Keywords: donors, blood center operations, blood management
Abbreviations
- BC(s)
blood center(s)
- CCP
COVID‐19 convalescent plasma
1. INTRODUCTION
Severe acute respiratory syndrome coronavirus 2 or SARS‐CoV‐2 causes “coronavirus disease 2019” (COVID‐19). 1 The World Health Organization (WHO) declared the outbreak of COVID‐19 to be a pandemic on March 11, 2020. 2 COVID‐19 convalescent plasma (CCP) contains antibodies to SARS‐CoV‐2. The U.S. Food and Drug Administration (FDA) issued a guidance to allow for CCP administration to patients with COVID‐19. 1 Use of CCP has been studied in outbreaks of other respiratory infections, including the 2003 SARS‐CoV‐1 epidemic, the 2009 to 2010 H1N1 influenza virus pandemic, and the 2012 MERS‐CoV epidemic. 3 , 4 , 5 During this study donors' plasma that tested positive for antibodies to SARS‐CoV‐2 was used as CCP. Data from the Expanded Access Program of 4330 patients found in the nonintubated patients, either at 7 days or at 28 days, there was a significant decrease in mortality if the patient was less than or equal to 80 years of age and treated with CCP within 3 days of presentation. There was a positive effect of a higher‐titer SARS‐CoV‐2 antibody in reducing mortality. 6 , 7
Blood centers (BCs) rely on collections at schools and businesses. Shelter‐in‐place orders issued in 2020 due to COVID‐19 closed these facilities. Additional donor campaigns were conducted to ensure adequate blood inventory to supply contracted hospitals during the pandemic. To increase the pool of donors for CCP, testing for antibodies to SARS‐CoV‐2 for all allogenic donations was implemented at this BC on May 18, 2020. This study was conducted to determine how COVID‐19 affected donation habits .
2. MATERIALS AND METHODS
Two time periods were reviewed (May 1 through June 30, 2018 vs 2019 [control], May 1 through June 30, 2019 vs 2020 [study–COVID period]).
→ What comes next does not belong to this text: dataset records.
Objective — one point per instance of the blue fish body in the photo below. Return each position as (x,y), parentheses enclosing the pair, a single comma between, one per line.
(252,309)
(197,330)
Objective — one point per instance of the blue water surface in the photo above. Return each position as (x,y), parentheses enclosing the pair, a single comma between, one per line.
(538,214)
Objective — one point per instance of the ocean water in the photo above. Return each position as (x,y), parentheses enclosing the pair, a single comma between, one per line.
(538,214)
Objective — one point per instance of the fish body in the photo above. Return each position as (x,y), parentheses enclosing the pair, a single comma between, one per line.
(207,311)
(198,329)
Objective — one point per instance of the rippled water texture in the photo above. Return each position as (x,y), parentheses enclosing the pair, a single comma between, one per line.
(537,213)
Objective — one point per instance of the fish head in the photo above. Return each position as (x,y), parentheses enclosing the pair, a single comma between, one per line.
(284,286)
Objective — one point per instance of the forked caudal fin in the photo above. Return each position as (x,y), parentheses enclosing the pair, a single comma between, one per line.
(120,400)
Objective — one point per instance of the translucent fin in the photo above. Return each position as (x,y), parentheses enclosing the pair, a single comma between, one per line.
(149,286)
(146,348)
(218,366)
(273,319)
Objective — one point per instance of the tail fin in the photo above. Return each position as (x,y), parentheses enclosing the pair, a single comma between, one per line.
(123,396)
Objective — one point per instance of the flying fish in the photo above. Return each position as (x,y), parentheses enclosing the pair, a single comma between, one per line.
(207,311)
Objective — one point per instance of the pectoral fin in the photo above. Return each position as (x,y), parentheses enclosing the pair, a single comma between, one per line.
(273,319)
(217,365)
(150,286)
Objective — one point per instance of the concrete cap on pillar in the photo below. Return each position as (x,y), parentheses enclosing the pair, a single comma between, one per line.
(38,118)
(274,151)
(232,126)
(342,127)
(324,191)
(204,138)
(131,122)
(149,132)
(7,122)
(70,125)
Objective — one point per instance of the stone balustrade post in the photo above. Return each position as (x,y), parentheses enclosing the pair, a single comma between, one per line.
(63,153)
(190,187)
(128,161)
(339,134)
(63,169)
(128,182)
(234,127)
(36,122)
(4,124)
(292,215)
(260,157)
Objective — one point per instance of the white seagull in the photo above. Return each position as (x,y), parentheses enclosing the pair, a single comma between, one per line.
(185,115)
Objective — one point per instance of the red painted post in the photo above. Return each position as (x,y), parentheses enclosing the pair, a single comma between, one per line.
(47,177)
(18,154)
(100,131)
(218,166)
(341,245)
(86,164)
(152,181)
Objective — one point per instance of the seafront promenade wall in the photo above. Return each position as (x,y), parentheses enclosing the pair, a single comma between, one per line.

The following were reviewed for traditional blood donations: first‐time donors, lapsed donors (no donation in 2 years or more), repeat donors (previous donation within 2 years), change in sex and ethnicity, and ABO groups. Convalescent plasma donations were not included in the analysis. Ethnicity was limited by our blood establishment computer system (RSA, Ft. Lauderdale, Florida) to the following categories: African American, American Indian, Asian, Caucasian, Hispanic, Indian (from India), Native Hawaiian or other Pacific Islander, unknown, and not provided. Donors had the option to choose one category at the time of registration. Sex was binary with options of male and female; however, a donor could choose not to answer this category. For purposes of this study, age was divided into the following categories: 16 to 20, 21 to 30, 31 to 40, 41 to 50, 51 to 60, 61 to 70, and greater than 71 years and age not provided. Blood drives held at high schools and college campuses were compared for total donations to see if there were any changes in the top three ethnicities that presented (African American, Hispanic, and Caucasian). A comparison of total donations was performed before (May 1 through May 17, 2020) and after (May 18 through May 31, 2020) implementation of SARS‐CoV‐2 testing. For the donor demographics, two‐sample t‐test was used to determine statistical significance (Minitab, State College, PA). The study protocol was approved by an intuitional review board (Adverra Pro00038077) and all donors signed an informed consent form.
3. RESULTS
During the time period evaluated there were 264 593 donations. In 2020 there was a significant increase in total donations (2019‐2020 P = <.0001 vs 2018‐2019 P = .683) and by sex (2019‐2020 male P = .004, female P = <.0001 vs 2018‐2019 male P = .716, female P = .657; Table 1, Figure 1A).
TABLE 1.
Total donations by category for the time periods of May 1 through June 30 in 2018, 2019, and 2020
| Year | Males a | Females a | African American | Hispanic | Caucasian | American Indian | Indian | Asian | First‐time | Repeat | Lapsed | 16‐20 y | 21‐30 y | Mean age (y) |
|---|---|---|---|---|---|---|---|---|---|---|---|---|---|---|
| 2018 | 43 645 | 38 126 | 7076 | 14 102 | 56 994 | 263 | 402 | 1292 | 16 202 | 54 878 | 10 695 | 6003 | 12 276 | 45.08 |
| 2019 | 42 961 | 37 333 | 6780 | 13 672 | 55 927 | 310 | 422 | 1295 | 15 216 | 53 888 | 11 192 | 4858 | 11 830 | 45.84 |
| 2020 | 47 745 | 54 768 | 3555 | 11 076 | 83 931 | 221 | 317 | 1339 | 30 745 | 52 999 | 18 778 | 2547 | 9036 | 50.07 |
15 sex not provided.
FIGURE 1.
Changes in donations stratified by (A) sex, (B), ethnicity, (C) donor status, (D) ages 16 to 20 years, and (E) ages 21 to 30 [Color figure can be viewed at wileyonlinelibrary.com]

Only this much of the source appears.